KR20180120488A

KR20180120488A - Classification and prediction method of customer complaints using text mining techniques

Info

Publication number: KR20180120488A
Application number: KR1020170054520A
Authority: KR
Inventors: 배석주; 정륜선
Original assignee: 한양대학교 산학협력단
Priority date: 2017-04-27
Filing date: 2017-04-27
Publication date: 2018-11-06

Abstract

A classification and prediction method for customer complaints using a text mining technique is disclosed.
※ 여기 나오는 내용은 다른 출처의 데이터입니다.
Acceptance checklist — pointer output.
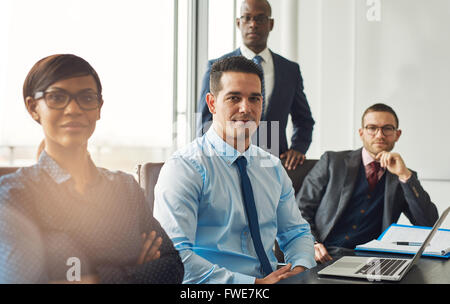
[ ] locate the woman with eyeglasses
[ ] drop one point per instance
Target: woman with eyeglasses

The classification and prediction method for customer complaints using a text mining technique can more accurately predict the customer complaints by analyzing the customer complaints in VOC data with various opinions of a customer using a classification and prediction algorithm for the customer complaints and a TF-IDF technique that is one of the text mining techniques, using a previously defined algorithm as previous information and performing positive/negative classification of the previous information using a naive Bayesian classifier in order to extract complaint data from data crawled in internet, and comparing and analyzing an artificial neural network and an SVM method.

Description

[0002] Classification and prediction methods for customer complaints using text mining techniques [

본 발명은 텍스트 마이닝 기법을 활용한 고객 불만에 대한 분류 및 예측 방법에 관한 것이다. The present invention relates to classification and prediction methods for customer complaints using text mining techniques.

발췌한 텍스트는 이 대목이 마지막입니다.